(ATF) The US House of Representatives on Wednesday December 2 approved legislation that could force Chinese companies such as Alibaba and Baidu to delist from US exchanges if an accounting regulator is not allowed to review their financial audits.
The legislation passed the Senate in May and won bipartisan support in the lower chamber of Congress on Wednesday. The bill will now go to President Trump, who is expected to sign it into law.
The bill requires firms to disclose whether they are under government control and have their accounts examined.
China’s refusal to let the US Public Company Accounting Oversight Board (PCAOB) examine audits of firms whose shares trade in the US has led to a stalemate with the US over requirement for use of the agency, which was set up in the wake of Enron’s failure to prevent fraud.
More than 50 other foreign jurisdictions now permit PCAOB inspections.
Chinese firms that are listed in the US will not have to make any sudden moves after the “Holding Foreign Companies Accountable Act” becomes law.
The act would ban securities of foreign companies from listing on a US exchange only after they have failed to comply with PCAOB audits for three years in a row.

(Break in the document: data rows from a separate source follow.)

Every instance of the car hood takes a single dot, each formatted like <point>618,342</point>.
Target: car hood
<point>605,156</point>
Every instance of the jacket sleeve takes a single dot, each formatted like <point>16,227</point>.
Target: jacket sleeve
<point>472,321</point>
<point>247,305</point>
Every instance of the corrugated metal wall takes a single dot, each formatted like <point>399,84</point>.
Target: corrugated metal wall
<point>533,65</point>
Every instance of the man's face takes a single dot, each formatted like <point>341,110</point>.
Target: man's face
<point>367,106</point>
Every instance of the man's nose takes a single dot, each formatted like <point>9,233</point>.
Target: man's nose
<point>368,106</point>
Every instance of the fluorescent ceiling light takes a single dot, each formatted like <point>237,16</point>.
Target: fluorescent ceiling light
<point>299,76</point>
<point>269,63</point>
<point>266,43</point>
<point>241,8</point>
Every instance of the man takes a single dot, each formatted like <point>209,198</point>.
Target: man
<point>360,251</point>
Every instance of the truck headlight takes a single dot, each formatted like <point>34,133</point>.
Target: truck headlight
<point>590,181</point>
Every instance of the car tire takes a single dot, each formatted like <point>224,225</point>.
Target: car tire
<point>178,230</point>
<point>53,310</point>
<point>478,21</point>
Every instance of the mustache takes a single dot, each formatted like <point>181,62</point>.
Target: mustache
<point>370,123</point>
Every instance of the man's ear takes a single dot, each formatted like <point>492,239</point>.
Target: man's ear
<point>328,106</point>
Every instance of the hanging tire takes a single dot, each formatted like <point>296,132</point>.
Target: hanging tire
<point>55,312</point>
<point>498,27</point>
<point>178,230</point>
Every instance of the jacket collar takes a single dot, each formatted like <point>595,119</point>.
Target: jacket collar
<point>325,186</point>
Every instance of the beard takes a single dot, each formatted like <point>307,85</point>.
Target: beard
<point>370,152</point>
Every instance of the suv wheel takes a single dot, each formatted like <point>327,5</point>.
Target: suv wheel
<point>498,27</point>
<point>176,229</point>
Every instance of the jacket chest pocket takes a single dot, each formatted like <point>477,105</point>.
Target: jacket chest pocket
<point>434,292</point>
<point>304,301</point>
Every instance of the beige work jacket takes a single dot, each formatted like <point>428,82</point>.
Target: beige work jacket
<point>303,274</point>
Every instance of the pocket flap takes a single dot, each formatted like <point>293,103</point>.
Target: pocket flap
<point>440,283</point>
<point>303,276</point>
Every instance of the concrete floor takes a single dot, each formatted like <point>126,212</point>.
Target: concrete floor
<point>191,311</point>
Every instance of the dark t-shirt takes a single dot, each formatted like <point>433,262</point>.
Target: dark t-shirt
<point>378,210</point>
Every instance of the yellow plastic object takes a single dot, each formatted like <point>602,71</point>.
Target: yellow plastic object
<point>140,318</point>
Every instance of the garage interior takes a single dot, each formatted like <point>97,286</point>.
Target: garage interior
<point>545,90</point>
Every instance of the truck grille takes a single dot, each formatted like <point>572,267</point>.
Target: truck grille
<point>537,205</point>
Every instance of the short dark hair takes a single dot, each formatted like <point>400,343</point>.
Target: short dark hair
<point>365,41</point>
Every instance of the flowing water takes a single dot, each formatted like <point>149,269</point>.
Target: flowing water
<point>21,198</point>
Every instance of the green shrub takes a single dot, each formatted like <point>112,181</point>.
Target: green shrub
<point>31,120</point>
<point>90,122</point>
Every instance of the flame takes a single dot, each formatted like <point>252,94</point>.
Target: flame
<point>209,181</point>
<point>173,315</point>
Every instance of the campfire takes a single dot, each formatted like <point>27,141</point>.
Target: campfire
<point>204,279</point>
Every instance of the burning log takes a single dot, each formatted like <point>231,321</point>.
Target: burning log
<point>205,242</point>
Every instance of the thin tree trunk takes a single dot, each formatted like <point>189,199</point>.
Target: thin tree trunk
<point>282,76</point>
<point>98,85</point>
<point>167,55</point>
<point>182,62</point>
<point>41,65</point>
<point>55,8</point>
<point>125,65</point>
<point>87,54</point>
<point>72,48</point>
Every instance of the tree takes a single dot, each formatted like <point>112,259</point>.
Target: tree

The act may nevertheless cause further evaluation of the relative appeal of listing in the US compared to other venues such as Hong Kong for Chinese companies.
Backing for the coming new US law has been seen from regulators such as the Securities and Exchange Commission (SEC), as well as politicians from both main parties.
But even outgoing SEC chairman Jay Clayton, who has been a strong supporter of greater scrutiny of audits by foreign companies that are listed in the US, noted on Wednesday that the bill allows time for investors to adjust their holdings – and by implication for China and its corporations to reach a compromise with the US.
Fang Xinghai, the vice chairman of the China Securities Regulatory Commission, last month also expressed hope that that the clash could be resolved with an incoming Biden administration.